La découverte de la grotte de Lascaux, en 1940, a eu une grande influence sur les artistes de l’époque. Pour Georges Bataille, elle représente l’aube de l’espèce humaine.

« Ainsi m’apparaît dans la frise de Lascaux, mère fantastiquement déguisée, la Sagesse aux yeux pleins de larmes. » René Char

La puissance avec laquelle sont représentés les animaux (cerfs, chevaux, bœufs…) nous ramène à l’enfance de l’humanité, à son rapport à la nature, ainsi qu’à l’invention de l’art. En 1951, Christian Dior s’approprie ces peintures rupestres et en fait un imprimé pour sa ligne dite Ovale, forme qui rappelle une représentation féminine primitive, telle la Vénus de Willendorf. C’est cette féminité sauvage et antique, liée à la magie de la terre, qui a guidé Maria Grazia Chiuri, Directrice Artistique des collections pour femme de Dior, tout au long de cette première collection croisière pour la Maison. Ainsi prend forme une représentation féminine qui laisse s’écouler dans le présent cette intuition chamanique, cet esprit sauvage, presque bestial, dont parle Clarissa Pinkola Estés dans un livre cher à la créatrice : Femmes qui courent avec les loups.

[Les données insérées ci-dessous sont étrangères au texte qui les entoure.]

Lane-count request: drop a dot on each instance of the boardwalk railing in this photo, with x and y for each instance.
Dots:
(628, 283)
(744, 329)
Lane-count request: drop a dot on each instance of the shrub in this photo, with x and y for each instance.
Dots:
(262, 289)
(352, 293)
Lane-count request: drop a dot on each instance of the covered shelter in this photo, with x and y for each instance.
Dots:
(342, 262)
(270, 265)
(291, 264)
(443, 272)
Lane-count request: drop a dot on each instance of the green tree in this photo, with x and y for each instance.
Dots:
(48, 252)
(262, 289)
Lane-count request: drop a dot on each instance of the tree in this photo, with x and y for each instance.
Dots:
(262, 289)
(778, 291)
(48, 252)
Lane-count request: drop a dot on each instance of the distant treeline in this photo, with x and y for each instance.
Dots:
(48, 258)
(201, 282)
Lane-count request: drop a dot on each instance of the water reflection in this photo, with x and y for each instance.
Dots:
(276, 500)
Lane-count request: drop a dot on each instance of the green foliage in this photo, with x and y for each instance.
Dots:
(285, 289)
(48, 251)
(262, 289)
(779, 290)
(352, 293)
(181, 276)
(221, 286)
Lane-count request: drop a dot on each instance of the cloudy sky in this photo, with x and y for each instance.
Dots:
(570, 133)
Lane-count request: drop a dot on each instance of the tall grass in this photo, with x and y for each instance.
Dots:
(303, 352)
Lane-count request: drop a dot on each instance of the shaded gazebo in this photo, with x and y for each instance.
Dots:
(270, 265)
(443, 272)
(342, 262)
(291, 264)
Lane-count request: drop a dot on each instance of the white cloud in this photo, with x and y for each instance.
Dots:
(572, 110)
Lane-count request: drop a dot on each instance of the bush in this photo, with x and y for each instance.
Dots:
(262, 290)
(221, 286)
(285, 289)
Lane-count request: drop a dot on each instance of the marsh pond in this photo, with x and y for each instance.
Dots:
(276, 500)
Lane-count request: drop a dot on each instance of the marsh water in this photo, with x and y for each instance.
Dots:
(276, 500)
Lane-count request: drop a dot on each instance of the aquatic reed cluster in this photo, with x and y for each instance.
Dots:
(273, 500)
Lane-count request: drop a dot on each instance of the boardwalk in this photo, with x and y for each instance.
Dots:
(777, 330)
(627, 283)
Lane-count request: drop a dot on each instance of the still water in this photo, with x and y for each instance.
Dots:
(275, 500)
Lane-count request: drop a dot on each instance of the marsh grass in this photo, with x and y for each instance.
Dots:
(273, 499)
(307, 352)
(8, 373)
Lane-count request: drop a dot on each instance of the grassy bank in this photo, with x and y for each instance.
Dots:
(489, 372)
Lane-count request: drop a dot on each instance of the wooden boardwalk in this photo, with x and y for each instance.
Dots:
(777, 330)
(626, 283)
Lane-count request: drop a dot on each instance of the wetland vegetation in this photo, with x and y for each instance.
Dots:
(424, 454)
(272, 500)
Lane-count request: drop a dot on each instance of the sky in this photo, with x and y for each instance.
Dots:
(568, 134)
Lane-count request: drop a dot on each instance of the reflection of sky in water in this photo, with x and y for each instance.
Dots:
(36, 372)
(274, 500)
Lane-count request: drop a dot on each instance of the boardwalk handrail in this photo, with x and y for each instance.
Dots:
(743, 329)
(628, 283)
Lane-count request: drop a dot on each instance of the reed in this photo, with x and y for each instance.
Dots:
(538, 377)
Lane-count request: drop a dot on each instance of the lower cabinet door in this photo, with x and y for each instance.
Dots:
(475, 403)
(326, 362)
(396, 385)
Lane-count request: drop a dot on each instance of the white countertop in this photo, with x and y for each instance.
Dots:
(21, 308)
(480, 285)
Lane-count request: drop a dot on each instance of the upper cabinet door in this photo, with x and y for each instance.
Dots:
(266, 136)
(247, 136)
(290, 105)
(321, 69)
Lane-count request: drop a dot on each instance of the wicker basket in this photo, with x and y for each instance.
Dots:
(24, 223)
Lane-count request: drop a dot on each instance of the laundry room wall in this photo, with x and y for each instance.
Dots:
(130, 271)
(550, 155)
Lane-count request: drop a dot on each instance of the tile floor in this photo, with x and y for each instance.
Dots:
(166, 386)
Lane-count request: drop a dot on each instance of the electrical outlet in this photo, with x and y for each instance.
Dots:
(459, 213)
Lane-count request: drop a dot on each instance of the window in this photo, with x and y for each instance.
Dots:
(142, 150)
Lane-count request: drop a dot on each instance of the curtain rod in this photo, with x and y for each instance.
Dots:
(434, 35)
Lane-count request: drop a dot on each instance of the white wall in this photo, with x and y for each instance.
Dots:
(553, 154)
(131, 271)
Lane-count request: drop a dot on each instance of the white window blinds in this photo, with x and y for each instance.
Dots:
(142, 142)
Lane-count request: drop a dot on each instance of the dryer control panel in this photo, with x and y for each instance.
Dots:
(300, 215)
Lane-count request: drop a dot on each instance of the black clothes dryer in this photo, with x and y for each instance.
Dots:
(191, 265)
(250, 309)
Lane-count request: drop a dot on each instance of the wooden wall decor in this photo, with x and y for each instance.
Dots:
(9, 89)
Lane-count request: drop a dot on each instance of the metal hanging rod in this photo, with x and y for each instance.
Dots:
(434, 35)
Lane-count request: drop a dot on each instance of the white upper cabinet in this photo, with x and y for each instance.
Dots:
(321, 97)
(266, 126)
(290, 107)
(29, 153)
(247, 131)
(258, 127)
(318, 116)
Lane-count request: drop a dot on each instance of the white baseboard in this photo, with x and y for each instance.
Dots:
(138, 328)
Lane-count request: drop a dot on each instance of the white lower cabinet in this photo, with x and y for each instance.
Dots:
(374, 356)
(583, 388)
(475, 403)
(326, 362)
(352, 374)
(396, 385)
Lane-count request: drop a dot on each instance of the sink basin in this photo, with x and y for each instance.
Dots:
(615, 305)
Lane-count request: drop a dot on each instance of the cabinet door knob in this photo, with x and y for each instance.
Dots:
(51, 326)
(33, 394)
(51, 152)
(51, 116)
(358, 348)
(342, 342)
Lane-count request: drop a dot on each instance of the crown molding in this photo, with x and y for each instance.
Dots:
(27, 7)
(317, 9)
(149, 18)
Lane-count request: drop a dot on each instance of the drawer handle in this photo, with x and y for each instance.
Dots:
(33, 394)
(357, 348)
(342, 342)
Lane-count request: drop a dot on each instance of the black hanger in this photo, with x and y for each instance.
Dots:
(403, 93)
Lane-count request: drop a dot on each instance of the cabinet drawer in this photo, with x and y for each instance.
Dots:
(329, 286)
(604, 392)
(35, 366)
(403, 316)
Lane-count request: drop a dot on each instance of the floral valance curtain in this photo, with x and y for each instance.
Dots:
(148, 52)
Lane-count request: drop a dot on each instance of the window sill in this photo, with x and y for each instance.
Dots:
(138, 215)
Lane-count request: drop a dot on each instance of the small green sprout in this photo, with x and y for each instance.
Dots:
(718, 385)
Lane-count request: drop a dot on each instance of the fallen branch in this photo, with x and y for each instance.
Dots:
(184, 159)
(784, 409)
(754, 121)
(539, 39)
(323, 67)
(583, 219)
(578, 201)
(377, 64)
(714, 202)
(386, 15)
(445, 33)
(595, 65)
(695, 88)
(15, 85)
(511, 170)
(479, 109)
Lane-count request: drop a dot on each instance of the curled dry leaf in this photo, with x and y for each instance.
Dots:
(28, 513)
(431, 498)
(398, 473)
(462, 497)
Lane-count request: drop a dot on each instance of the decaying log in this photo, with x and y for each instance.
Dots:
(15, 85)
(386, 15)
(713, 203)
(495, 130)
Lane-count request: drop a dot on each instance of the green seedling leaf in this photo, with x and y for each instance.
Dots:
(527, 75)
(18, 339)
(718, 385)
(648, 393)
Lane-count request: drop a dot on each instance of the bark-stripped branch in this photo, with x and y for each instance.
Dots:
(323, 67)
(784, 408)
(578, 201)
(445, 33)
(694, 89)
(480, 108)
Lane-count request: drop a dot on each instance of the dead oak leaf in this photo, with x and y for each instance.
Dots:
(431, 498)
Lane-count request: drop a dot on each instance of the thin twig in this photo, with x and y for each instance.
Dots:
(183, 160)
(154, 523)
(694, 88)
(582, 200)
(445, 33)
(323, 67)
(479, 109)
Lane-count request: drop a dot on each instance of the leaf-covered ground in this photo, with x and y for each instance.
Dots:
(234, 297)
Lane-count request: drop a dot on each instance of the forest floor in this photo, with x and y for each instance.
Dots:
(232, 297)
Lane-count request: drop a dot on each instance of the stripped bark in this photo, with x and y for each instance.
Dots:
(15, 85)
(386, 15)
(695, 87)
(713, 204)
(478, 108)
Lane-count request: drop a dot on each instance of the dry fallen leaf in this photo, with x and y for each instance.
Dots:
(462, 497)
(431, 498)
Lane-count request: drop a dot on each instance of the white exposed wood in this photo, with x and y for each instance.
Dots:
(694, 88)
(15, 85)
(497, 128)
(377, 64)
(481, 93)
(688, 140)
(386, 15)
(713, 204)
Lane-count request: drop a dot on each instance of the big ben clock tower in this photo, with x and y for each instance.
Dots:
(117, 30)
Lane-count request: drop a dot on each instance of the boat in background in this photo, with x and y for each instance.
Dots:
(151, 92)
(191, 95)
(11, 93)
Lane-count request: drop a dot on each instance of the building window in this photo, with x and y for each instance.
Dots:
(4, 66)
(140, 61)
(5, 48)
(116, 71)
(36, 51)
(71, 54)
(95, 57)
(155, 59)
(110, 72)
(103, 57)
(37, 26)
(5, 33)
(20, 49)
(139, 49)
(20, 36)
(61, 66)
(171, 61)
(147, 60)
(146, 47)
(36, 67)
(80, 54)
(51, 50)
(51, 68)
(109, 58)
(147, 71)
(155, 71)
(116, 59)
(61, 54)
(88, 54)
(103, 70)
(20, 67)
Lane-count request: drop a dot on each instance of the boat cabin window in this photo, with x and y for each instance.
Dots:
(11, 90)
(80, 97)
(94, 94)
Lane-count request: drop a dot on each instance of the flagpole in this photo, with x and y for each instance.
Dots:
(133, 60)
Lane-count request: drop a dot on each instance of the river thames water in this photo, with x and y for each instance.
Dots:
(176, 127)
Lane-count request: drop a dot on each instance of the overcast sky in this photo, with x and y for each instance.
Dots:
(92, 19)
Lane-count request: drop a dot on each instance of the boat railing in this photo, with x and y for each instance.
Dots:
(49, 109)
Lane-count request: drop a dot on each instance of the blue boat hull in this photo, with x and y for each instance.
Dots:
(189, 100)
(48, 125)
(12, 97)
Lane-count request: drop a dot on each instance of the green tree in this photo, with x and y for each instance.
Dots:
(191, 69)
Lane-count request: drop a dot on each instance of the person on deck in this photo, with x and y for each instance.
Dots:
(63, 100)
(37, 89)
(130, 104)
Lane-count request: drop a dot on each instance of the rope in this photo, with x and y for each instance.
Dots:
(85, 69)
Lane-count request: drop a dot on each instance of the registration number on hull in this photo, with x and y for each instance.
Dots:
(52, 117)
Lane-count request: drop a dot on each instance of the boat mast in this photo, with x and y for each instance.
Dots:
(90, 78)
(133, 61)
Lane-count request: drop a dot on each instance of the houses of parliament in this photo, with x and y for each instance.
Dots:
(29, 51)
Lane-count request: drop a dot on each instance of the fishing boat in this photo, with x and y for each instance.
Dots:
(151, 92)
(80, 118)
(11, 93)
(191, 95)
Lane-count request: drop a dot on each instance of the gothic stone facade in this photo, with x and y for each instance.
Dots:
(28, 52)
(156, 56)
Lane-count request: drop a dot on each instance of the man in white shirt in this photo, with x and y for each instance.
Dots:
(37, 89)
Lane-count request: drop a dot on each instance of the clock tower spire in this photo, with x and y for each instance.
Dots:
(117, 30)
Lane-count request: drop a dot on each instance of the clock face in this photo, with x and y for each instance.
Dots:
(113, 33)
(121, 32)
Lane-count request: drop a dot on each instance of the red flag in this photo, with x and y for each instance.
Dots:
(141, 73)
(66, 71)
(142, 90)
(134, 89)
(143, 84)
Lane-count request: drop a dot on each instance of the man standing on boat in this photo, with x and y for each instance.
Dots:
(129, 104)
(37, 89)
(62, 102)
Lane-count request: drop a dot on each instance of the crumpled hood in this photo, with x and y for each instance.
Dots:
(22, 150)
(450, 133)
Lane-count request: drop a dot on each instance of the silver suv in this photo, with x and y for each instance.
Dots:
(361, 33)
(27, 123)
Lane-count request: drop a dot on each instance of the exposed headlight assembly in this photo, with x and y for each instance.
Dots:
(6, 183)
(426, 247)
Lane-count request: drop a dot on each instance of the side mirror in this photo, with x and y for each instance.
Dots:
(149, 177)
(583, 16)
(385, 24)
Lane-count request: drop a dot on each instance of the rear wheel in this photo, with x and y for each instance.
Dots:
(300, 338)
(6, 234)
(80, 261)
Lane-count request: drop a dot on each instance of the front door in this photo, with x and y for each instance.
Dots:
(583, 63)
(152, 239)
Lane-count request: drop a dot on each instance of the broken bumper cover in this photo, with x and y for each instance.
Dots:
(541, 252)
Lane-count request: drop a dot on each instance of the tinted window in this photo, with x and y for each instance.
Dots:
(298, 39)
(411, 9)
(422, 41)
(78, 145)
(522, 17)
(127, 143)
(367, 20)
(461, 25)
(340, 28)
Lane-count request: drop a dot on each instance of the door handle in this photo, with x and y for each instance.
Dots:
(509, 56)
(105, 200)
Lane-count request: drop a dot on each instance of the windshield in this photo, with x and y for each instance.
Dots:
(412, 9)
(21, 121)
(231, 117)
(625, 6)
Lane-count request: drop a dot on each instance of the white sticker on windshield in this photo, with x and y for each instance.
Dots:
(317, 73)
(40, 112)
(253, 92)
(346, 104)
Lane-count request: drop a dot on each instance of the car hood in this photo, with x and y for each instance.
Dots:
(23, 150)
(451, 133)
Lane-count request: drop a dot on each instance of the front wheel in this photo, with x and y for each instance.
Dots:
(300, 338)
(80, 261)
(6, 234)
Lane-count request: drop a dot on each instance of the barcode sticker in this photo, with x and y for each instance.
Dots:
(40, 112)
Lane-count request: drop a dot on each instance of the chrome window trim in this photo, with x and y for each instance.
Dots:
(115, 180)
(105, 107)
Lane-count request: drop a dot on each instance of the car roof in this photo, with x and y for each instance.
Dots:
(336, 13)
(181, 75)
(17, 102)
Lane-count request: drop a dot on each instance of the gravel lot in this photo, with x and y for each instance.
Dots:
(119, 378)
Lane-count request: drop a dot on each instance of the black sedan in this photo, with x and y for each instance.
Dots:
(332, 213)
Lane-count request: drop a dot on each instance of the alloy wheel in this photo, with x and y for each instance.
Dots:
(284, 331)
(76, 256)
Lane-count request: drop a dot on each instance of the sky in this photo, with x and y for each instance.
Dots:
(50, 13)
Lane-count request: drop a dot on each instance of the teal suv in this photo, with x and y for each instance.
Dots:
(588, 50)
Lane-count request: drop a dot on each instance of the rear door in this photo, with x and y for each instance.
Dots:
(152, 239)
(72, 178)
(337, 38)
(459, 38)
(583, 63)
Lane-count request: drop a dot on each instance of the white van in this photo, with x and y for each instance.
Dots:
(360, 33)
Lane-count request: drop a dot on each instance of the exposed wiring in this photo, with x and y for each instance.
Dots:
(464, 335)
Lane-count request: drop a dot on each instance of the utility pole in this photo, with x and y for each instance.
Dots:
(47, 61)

Maria Grazia Chiuri recherche toujours des chemins différents pour traverser l’héritage de Dior. Et ce sont les loups, animaux préhistoriques, qui émergent de la grotte de Lascaux pour prendre place sur des jacquards de soie extraordinaires, sur lesquels l’ocre, presque couleur or, contraste avec le noir. Des empreintes de mains féminines, réinterprétations des formes originelles, deviennent de magnifiques broderies de paillettes aux nuances terreuses.

Maria Grazia Chiuri s’est approprié les savoir-faire des ateliers Dior pour mieux les réinventer dans des formes idéales qui racontent son histoire. Une histoire qui modifie les proportions et les longueurs pour les ajuster aux paysages actuels, où le sport se mêle à la haute couture, où la tradition devient abstraction ornementale et où les matériaux changent de statut.

L’éloge de l’instinct l’emmène sur les traces de figures féminines qui ont choisi de se perdre dans le désert pour mieux comprendre le côté le plus sombre et le plus profond du moi. C’est l’image d’une artiste comme Georgia O’Keeffe qui émerge alors des sables du Nouveau-Mexique. Une figure hiératique occupée à ramasser des carcasses. C’est ce que dit Vicki Noble dans La Femme Shakti, le Nouveau Chamanisme féminin : « Je veux me connaître moi-même jusque dans mon centre sacré, et dans cet espace, je veux connaître et toucher les autres. » Ce sont aussi les tarots, aux couleurs violentes, réinventés de manière féministe dans Motherpeace, une cocréation de Karen Vogel et Vicki Noble et, que Maria Grazia Chiuri utilise dans une interprétation pop pour donner un souffle nouveau à l’art de la divination si cher à Monsieur Dior. L’idée que l’odeur d’une personne soit l’expression de son âme se retrouve dans l’interprétation féminine d’un parfum emblématique tel qu’Eau Sauvage. L’empreinte immatérielle de cette figure sauvage, erratique, ramène une fois encore la femme au centre du monde.